Investors Bank wants to do more industrial lending, Orefice said, "but it's very competitive and it's supply-constrained. We're very bullish on it, but there's not a lot of open spaces left in New Jersey and New York."

In addition to hotels and office buildings, mixed-use developments may also be a problem area for CRE loan delinquencies in 2017 and beyond, said Jay Pelham, president at the $3 billion-asset TotalBank in Miami.

Developments that include a combination of retail, apartments and office space, saw a spike in delinquent loans last year; the total value of delinquent mixed-use CMBS rose 4.6% to $1.2 billion. The largest delinquent mixed-use CMBS in 2016 was a $100 million loan for the City Place development in West Palm Beach, Fla.

Pelham explained why he is wary of mixed-use projects.

"It's the tenant turnover that kills you on these [mixed-use] projects," Pelham said. "You are constantly having to pay for improvements to the space to get the tenants to renew their leases."

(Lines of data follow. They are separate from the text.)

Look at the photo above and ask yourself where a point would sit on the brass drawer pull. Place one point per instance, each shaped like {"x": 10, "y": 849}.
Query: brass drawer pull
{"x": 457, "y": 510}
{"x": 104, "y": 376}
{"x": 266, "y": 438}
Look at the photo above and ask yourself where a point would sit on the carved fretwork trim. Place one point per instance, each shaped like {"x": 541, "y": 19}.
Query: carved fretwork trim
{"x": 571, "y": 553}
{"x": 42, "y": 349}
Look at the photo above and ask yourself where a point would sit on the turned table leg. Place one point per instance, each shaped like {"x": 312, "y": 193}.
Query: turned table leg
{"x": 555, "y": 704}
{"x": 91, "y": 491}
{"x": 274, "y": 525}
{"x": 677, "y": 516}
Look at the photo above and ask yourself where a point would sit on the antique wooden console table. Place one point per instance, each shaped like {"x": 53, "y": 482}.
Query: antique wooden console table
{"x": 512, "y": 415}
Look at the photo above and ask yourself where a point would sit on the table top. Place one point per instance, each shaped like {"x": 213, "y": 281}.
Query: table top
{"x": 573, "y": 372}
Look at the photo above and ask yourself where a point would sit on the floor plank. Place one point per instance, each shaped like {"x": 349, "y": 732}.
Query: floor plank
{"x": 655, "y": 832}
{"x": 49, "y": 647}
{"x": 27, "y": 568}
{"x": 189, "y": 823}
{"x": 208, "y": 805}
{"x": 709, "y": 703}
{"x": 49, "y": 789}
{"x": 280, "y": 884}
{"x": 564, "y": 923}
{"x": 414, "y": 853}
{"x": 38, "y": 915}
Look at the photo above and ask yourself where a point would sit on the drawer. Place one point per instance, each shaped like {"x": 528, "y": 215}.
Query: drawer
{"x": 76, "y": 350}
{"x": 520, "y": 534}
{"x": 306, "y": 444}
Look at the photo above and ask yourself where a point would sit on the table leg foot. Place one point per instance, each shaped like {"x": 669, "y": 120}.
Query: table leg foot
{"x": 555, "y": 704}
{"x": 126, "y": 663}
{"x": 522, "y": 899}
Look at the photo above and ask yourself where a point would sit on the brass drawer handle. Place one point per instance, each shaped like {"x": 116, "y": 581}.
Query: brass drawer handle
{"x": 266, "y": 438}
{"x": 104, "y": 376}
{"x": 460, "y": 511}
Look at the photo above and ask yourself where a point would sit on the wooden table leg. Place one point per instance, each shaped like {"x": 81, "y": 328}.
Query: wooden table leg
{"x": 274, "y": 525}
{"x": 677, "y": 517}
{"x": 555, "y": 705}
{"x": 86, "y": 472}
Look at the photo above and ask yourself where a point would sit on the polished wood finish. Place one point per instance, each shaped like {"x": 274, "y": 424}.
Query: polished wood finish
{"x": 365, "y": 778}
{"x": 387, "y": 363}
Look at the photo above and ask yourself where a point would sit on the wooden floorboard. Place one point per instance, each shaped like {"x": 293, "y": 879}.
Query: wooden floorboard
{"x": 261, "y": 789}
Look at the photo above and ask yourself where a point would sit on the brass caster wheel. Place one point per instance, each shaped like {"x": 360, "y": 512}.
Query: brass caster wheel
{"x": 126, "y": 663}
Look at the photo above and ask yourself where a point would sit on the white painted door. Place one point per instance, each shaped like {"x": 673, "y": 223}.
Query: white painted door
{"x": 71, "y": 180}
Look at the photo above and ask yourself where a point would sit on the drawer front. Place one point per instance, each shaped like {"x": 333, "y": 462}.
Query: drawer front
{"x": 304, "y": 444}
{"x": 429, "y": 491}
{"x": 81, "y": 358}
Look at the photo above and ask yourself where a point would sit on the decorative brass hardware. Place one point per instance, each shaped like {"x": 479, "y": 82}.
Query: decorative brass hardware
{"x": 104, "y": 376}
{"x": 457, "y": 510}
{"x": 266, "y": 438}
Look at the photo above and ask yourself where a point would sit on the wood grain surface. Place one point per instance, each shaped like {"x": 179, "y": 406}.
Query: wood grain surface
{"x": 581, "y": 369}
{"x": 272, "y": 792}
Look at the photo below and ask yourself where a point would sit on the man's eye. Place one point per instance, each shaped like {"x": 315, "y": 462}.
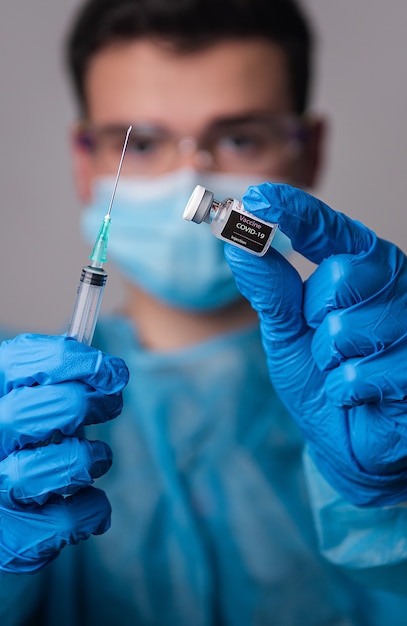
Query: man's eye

Instead of mixed-use, TotalBank will focus its CRE lending on retail projects that already have committed tenants, as well as apartment or condominium buildings, Pelham said. His lenders will also prioritize projects that are located in stable areas.

"If it's located near the urban core, or the beach, or a university, as long as there's something that's a permanent draw there, it should be OK," Pelham said. "If it's out in the middle of nowhere, those are the ones I'd be careful with."